In patients with NASH, increased transferrin saturation correlated positively with the severity of fibrosis in univariate analysis, although it became insignificant when age, obesity, diabetes, and AST/ALT ratio were controlled. A recent study showed improvement in insulin sensitivity with the use of venesection in 11 patients with NASH. Biweekly phlebotomy until serum ferritin concentration became lower than or equal to 30 ng/mL reduced mean serum ALT activity without a significant change of body weight, suggesting that iron reduction therapy by phlebotomy will be one of the promising therapies for NASH[82], although this approach cannot be implemented without extensive review.

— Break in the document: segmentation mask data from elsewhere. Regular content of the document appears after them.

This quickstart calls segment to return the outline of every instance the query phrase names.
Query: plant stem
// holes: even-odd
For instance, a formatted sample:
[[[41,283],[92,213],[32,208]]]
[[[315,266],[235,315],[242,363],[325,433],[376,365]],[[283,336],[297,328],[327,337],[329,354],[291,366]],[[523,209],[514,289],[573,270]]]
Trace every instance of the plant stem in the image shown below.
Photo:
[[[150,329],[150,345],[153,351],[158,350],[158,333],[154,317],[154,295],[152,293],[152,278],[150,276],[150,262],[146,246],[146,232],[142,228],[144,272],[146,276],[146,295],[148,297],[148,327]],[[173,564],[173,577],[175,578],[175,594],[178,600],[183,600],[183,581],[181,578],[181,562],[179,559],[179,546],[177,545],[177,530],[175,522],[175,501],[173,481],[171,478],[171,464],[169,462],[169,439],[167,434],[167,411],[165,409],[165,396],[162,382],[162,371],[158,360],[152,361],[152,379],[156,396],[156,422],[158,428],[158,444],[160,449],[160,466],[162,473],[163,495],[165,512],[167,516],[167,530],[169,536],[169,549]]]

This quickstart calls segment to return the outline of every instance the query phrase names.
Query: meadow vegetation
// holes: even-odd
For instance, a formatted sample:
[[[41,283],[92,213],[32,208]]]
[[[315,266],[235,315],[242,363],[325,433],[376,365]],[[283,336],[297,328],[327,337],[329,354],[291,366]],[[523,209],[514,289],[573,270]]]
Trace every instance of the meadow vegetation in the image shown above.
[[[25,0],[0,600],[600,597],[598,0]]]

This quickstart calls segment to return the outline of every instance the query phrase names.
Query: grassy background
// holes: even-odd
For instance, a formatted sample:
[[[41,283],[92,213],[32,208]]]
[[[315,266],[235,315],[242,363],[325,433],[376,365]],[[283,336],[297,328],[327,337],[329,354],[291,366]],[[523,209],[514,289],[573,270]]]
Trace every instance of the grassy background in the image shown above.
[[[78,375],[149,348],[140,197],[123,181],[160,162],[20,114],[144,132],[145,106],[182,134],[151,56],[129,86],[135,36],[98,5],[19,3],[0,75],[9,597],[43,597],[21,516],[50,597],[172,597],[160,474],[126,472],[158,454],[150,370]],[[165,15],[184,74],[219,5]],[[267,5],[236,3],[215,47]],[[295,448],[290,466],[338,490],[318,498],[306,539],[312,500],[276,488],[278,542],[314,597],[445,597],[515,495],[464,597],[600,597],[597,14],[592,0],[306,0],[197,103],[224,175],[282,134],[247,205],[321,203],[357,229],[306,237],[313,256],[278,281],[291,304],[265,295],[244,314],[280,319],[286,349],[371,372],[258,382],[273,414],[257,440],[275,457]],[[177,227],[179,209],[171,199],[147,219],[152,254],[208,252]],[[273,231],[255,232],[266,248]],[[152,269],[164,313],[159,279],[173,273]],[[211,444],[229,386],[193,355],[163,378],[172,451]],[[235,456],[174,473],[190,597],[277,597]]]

The natural history of NASH is still unclear, but some patients follow advanced liver fibrosis progressing to cirrhosis and sometimes HCC[83]. It is also known that diabetes increases the risk of hepatocellular carcinoma in US[84]. Further studies are needed to clarify this issue, especially the relation between hepatocarcinogenesis from mild iron accumulation in NASH.

As shown in Figure 2, a common pathway through steatosis/oxidative stress may be present for the develop-ment of liver fibrosis and carcinogenesis by iron.

Figure 2
Figure 2 Postulated schema of liver damage occurred by alcohol, HCV infection, obesity and insulin resistant. A common pathway through steatosis/oxidative stress may be responsible for the development of liver fibrosis and carcinogenesis by iron.